Не касаясь методологического значения этого высказывания Маркса, которое вскрывает один из главных пороков гегелевского спекулятивного метода, отметим лишь, что идея организма, как показывает Маркс, необходима Гегелю для дедуцирования понятия суверенитета, отождествляемого затем с коронованной персоной. Это положение гегелевского учения о государстве Маркс подвергает обстоятельной критике.

По учению Гегеля, государство как организм является субъектом, который может быть понят лишь как личность, и именно личность короля. Наследственная монархия якобы с необходимостью вытекает из понятия государства. Суверенитет государства отождествляется с личностью монарха. Маркс отвергает это софистическое утверждение, формулируя реальную, самой жизнью выдвигаемую альтернативу: «Суверенитет монарха или народа, – вот в чем вопрос!» (1, 1; 250)[100].

Там, где суверенитет принадлежит монарху, не может быть речи о суверенитете народа. Государство, в котором народ не суверенен, есть не истинное, а абстрактное государство. Поэтому не монархия, а демократия (которую Маркс характеризует как государственное самоопределение народа) есть государство, соответствующее своему понятию. Это положение Маркс поясняет следующим образом: «Демократия есть государственный строй как родовое понятие. Монархия же – только один из видов государственного строя, и притом плохой вид» (1, 1; 251).

Такое понимание сущности демократии еще не порывает с идеализмом; оно исходит из представления, что государство есть царство свободы или во всяком случае, согласно своему понятию, должно быть таковым. Поэтому, определяя понятие демократии, Маркс утверждает, что государственный строй «выступает здесь как то, чт? он есть, – как свободный продукт человека» (1, 1; 252)[101]. Демократия, по Марксу, есть «сущность всякого государственного строя» (там же), в силу чего «все государственные формы имеют в демократии свою истину… и именно поэтому они, поскольку не являются демократией, постольку же и не являются истинными» (там же, 253).

Демократия еще не характеризуется как определенная классовая структура общества. Скорее она противопоставляется последней, именуемой политическим государством. Истинная же демократия, по мнению Маркса, есть отрицание политического государства[102]. И только такая демократия, будучи неполитическим государством, разрешает социальные задачи, т.е. осуществит социальное освобождение трудящихся.

Буржуазные радикалы противопоставляли монархии республику как государственную форму, которая якобы делает невозможным какое бы то ни было угнетение. Маркс свободен от этих буржуазно-демократических иллюзий: «Спор между монархией и республикой есть все еще спор в пределах абстрактного государства. Политическая республика есть демократия в пределах абстрактной государственной формы» (1, 1; 253 – 254). И далее Маркс разъясняет: монархия есть законченное выражение отчуждения человека, республика же есть отрицание этого отчуждения внутри его собственной сферы.

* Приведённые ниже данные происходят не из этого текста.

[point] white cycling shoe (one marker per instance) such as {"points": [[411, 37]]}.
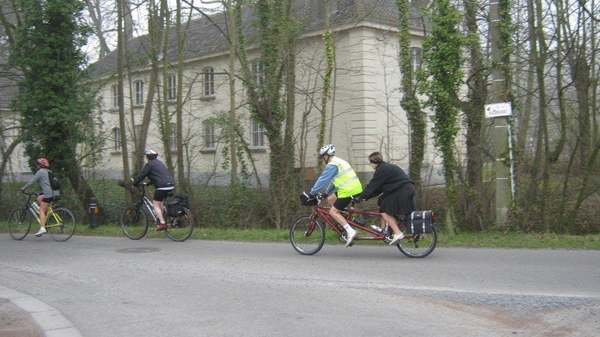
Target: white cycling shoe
{"points": [[396, 238]]}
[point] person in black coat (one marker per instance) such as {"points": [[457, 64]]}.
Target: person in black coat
{"points": [[163, 183], [396, 192]]}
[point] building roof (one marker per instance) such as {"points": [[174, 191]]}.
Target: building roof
{"points": [[206, 36]]}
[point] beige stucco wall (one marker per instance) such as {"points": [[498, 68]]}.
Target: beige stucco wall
{"points": [[363, 113]]}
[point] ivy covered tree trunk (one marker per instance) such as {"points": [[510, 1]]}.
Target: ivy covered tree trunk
{"points": [[266, 81], [443, 62], [56, 109], [410, 102]]}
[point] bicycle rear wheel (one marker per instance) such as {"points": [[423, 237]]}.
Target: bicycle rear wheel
{"points": [[19, 223], [60, 223], [134, 222], [307, 237], [417, 245], [180, 228]]}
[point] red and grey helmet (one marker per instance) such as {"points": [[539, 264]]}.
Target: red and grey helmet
{"points": [[151, 154], [43, 162]]}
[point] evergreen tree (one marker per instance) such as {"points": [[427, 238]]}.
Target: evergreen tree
{"points": [[56, 109]]}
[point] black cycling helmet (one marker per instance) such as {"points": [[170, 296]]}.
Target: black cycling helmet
{"points": [[328, 149], [151, 154], [43, 162]]}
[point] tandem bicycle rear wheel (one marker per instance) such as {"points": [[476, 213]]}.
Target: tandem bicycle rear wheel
{"points": [[307, 237], [419, 244]]}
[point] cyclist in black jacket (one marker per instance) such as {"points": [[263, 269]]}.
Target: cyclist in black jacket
{"points": [[163, 183], [395, 190]]}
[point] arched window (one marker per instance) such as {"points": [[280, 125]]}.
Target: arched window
{"points": [[415, 62], [139, 92], [208, 134], [257, 134], [209, 81]]}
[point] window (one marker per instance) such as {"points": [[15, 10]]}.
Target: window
{"points": [[171, 87], [209, 81], [115, 95], [257, 134], [139, 92], [173, 137], [258, 69], [415, 62], [209, 134], [117, 140]]}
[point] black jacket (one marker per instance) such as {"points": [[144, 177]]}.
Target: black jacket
{"points": [[157, 173], [386, 179]]}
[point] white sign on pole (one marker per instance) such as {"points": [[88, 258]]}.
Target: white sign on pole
{"points": [[498, 110]]}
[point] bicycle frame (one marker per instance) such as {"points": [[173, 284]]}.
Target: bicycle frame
{"points": [[36, 213], [147, 203], [307, 232], [323, 212]]}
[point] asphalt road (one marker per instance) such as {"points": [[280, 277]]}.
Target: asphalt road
{"points": [[155, 287]]}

Гегель ставил государство вне сферы отчуждения, поскольку отчужденные сферы государства (семья и гражданское общество) истолковывались как неподлинное государство. Маркс выступает против идеалистической абсолютизации государства, в которой скрытым образом заключена апология господства эксплуататорских классов. То, что в период «Рейнской газеты» представлялось Марксу противоречием между идеальной сущностью и эмпирическим существованием государства, теперь уже понимается как противоречие, внутренне присущее отчужденной форме существования государства, в которой господствующей силой оказывается не народ, т.е. действительная основа государства, а эксплуатирующее народ меньшинство.

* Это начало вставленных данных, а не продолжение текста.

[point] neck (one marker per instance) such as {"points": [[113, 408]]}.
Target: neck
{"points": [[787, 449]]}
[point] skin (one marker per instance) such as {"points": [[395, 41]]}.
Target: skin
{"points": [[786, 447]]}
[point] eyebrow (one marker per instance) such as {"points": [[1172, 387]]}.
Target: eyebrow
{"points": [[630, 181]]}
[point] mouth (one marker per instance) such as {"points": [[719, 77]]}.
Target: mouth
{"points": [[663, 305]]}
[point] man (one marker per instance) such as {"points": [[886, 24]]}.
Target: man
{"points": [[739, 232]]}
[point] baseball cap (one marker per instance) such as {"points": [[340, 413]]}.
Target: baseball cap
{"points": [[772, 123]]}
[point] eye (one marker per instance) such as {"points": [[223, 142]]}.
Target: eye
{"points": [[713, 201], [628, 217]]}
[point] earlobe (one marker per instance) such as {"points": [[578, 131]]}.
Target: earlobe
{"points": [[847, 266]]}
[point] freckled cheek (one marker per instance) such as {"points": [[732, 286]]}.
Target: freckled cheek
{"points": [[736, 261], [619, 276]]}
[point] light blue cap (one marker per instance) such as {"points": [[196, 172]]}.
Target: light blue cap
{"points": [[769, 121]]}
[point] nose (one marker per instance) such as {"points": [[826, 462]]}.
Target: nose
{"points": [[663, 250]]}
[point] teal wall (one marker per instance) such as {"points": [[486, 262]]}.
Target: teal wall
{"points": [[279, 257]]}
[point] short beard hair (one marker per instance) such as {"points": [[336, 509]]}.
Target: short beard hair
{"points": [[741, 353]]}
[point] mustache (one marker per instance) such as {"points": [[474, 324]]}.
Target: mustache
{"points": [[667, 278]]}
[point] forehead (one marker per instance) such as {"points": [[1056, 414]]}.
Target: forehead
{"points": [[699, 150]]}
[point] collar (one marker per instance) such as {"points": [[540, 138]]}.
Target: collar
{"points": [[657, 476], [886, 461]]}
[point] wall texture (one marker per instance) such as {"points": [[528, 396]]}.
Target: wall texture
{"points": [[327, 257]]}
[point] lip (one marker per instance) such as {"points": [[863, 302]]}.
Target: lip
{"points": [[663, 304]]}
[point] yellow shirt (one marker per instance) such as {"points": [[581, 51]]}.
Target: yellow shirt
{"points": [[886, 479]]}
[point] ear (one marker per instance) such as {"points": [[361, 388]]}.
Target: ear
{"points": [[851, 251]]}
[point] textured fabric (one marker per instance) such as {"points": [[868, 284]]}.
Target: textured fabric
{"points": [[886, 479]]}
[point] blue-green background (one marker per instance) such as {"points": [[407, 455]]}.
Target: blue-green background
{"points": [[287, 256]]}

В противоположность Гегелю Маркс видит в государстве продукт самоотчуждения семьи и гражданского общества, результат развития свойственных им противоречий. Маркс, следовательно, демистифицирует понятие государства. Правда, вопрос о сущности буржуазного и предшествующего ему феодального государства ставится еще абстрактно. Последнее характеризуется как «завершенное отчуждение», поскольку его основу образует несвободный человек, крепостной. При этом Маркс полагает, что в феодальном государстве существовало «субстанциональное единство между народом и государством», так как политическая власть была атрибутом землевладения и крепостные находились в непосредственной, личной зависимости от феодалов[103]. В новейшее время, указывает Маркс, государственный строй развился до степени особой действительности наряду с действительной народной жизнью. Иначе говоря, государственная власть противостоит народу как чуждая, господствующая над ним трансцендентная сила. И хотя нет уже крепостных, отчуждение не уничтожено, оно обретает новые формы; главная из них – бюрократизация государства.

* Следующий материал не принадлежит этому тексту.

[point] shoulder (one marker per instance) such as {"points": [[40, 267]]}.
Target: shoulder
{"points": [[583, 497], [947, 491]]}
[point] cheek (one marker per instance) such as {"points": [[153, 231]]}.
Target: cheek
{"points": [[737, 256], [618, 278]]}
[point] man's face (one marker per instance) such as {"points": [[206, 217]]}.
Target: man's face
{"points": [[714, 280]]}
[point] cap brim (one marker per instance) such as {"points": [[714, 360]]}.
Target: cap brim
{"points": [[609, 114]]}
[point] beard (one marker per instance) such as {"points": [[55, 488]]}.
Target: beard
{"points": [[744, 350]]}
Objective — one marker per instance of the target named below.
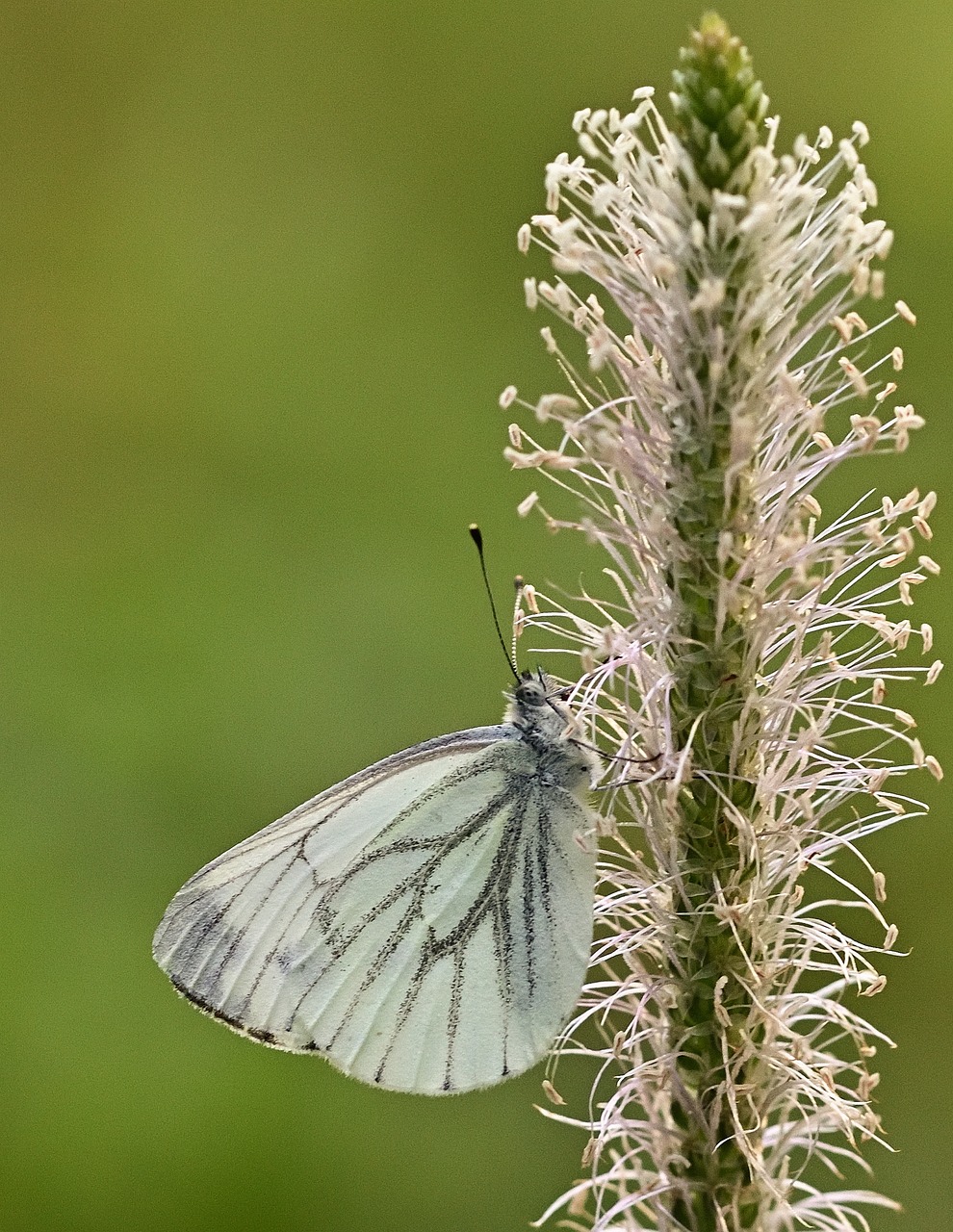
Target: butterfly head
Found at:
(539, 709)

Гегель, как известно, высоко оценивал бюрократическую государственную систему; он явно не представлял себе иной, демократической формы государственной централизации. В отличие от Гегеля Маркс считает бюрократию извращением природы государства, обусловленным делением общества на различные группы, или корпорации, со своими особыми, частными интересами. Бюрократическая система пытается объединить и подчинить одной цели противостоящие друг другу корпорации, она осуществляет это единственно возможным для нее образом, т.е. формально. Поэтому бюрократическая централизация ни в малейшей мере не упраздняет противоположности интересов различных социальных групп; напротив, она на ней зиждется. «Тот же дух, который создает в обществе корпорацию, создает в государстве бюрократию, – говорит Маркс. – Угроза корпоративному духу есть, таким образом, и угроза духу бюрократии, и если бюрократия раньше боролась против существования корпораций, чтобы обеспечить себе место для своего собственного существования, то теперь она старается насильственно сохранить существование корпораций, чтобы спасти корпоративный дух, свой собственный дух» (1, 1; 270).

Бюрократия означает внесение корпоративного духа в государственные дела, превращение государственной власти в орудие одних против других. Маркс еще полагает, что господство одного класса над другим противоречит сущности государства. Несмотря на то что это воззрение еще не размежевалось с идеализмом, оно правильно фиксирует функцию бюрократического аппарата в капиталистическом обществе.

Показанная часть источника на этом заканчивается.